BRUSSELS – The European Commission Wednesday said Albania should be given the green light to open EU membership talks.
Presenting the EU executive’s annual enlargement reports on Wednesday (16 October), commissioner Stefan Fuele said that the step, which comes three years after the commission rejected Albania’s first application, was conditional on Tirana continuing to combat organised crime and corruption.
EU governments will decide on whether to formalise candidate status at a summit in December.
“There are five key priorities which stand between Albania and accession talks: corruption, organised crime, judiciary, administrative reform, human rights,” said Fuele.
Balkan neighbour Croatia became the twenty-eighth member state in July following a six-year negotiation process.
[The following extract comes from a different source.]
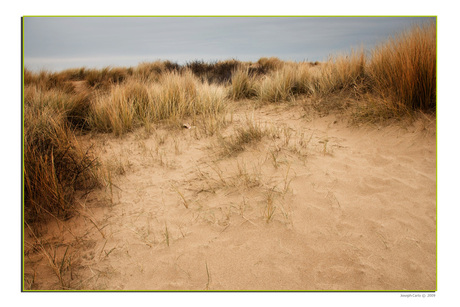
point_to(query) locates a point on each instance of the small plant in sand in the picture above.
(270, 206)
(250, 133)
It is the second country, after Slovenia, from the former Yugoslavia to join the EU.
Serbia, Macedonia and Montenegro have already been granted candidate status, although none are likely to join the bloc before 2020.
As part of the process of integration, candidate countries are required to adapt the EU’s rule-book into their national law to align their economies to the bloc’s single market. They are also expected to ensure judicial independence and the rule of law.
Meanwhile, the commission also set out plans to re-inject life into membership negotiations with Turkey after a a three year pause. Accession “remains the most suitable framework for promoting EU-related reforms,” said the EU executive.
EU governments called a halt to talks with Ankara in June after peaceful protests in Istanbul were violently put down by Prime Minister Recep Tayyip Erdogan.
For their part, both Montenegro and Serbia were praised for their progress. Fuele revealed that Montenegro would be the first country to start talks on chapters 23 and 24, which deal with judicial reform, human rights and security.
“According to my crystal ball we might be able to open both these chapters before the end of the year,” he said.
The commission also made its fifth recommendation in as many years for accession talks to start with the Former Yugoslav Republic of Macedonia stating that it was “time to break the vicious link”.
Greece has blocked Macedonia’s EU and Nato membership for the past four years, arguing that Macedonia must change its name on the grounds that the current one implies a territorial claim on a Greek region also called Macedonia.
The country has also had a long-running dispute with neighbouring Bulgaria over claims that ethnic Bulgarians have been discriminated against.
For his part, Fuele urged Skopje’s politicians deal with the ‘name issue’, calling on them to assess “not only the cost of the compromise (name issue) but to address the cost of not moving forward.”
However, the commission admitted that talks with Bosnia and Herzegovina were “at a standstill”. Bosnian politicians “have to recognise that there is a price for them not meeting their commitments,” commented Fuele.
Iceland’s talks to join the bloc were “on ice” quipped Fuele, who added that the commission had been left with “no doubts” after the island’s recently elected government called a halt to EU talks in July. That said, he left the door open to an Icelandic change of heart.
“We will respect their timeline,” he said, noting that “we were not that far from being able to present a deal.”